Потом он работает, как механизм. Бегом по крыше к зажигалке, щипцы, ведро с песком. Нет, нет, книги не сгорят. Они будут молчать и дальше. Аристотель будет блестеть носом. Почему он это делает? Страшно, и можно упасть, на крыше скользко. Долг? Барабанят осколки. Листы кровли гудят под ногами, выгибаясь и разгибаясь. Долг-долг-долг. Библиотека спасена. Спасибо, Ефим Григорьевич. Ну что вы, это мой долг. Не так: это же мой долг.
Он спускается по лестнице, садится на ступеньку. Ефима Григорьевича трясет, стучат зубы и дрожат руки. Страх накрепко прилип к мозгу, отодрать – только с мясом, как в детстве от железа язык на морозе. Из живота разгорается звериная злоба. Больше всего хочется есть. Ефим Григорьевич принюхивается к своему дыханию и отчетливо понимает, что пахнет покойником.
У того, кто допрашивает Свету, спокойное здоровое лицо. Света объясняет, что не знала, не подозревала, не догадывалась. В ее испуганном голосе слабо подрагивает надежда объяснить, что всё совсем не так. Но слова слипаются друг с другом и бессильными комками вываливаются изо рта. Она умеет утешать больных и успокаивать тех, кто напуган, но в том месте, где обычно на лице бывает виден человек, здесь – абсолютная пустота. Взгляд из-под лысых бровей на нее – это взгляд ящерицы, а не человека. Света старается не смотреть в глаза, смотрит на уши, на губы, на нос и вдруг передергивается: всё это не может быть из мяса и крови.
– Что с вами?
– Холодно. – Ответ судорогой сводит губы, звуки в слове свалялись, как шерсть.

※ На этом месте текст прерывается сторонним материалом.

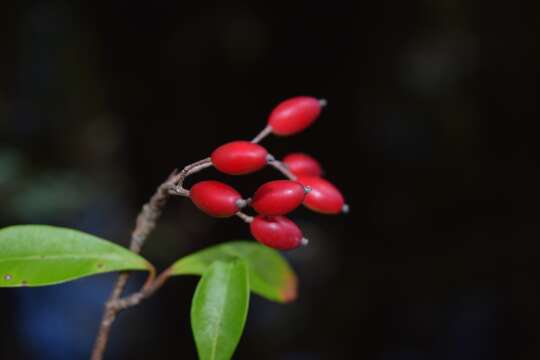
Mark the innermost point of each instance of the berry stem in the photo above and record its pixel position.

– Плохо, очень плохо, Светлена, – взгляд в паспорт, – Георгиевна.
– Что плохо?
– Рядом с вами, в одной комнате, живет человек, активно сочувствующий врагу, а вы – не знаете, не подозреваете, не догадываетесь. Как такое может быть, а?
Света снова передергивается. Секунду ей кажется, что она вовсе забыла, как говорить языком.
– Что означает ваше имя?
– Свет Ленинизма.
Зубы не хотят разжиматься, ни-ни спотыкается об них, как будто Света заикается. Из его вопросов выпотрошено живое существо вопрошания – он знает ответ.
– Вот как вас родители назвали. Наверное, ваши родители были коммунистами, Светлена Георгиевна?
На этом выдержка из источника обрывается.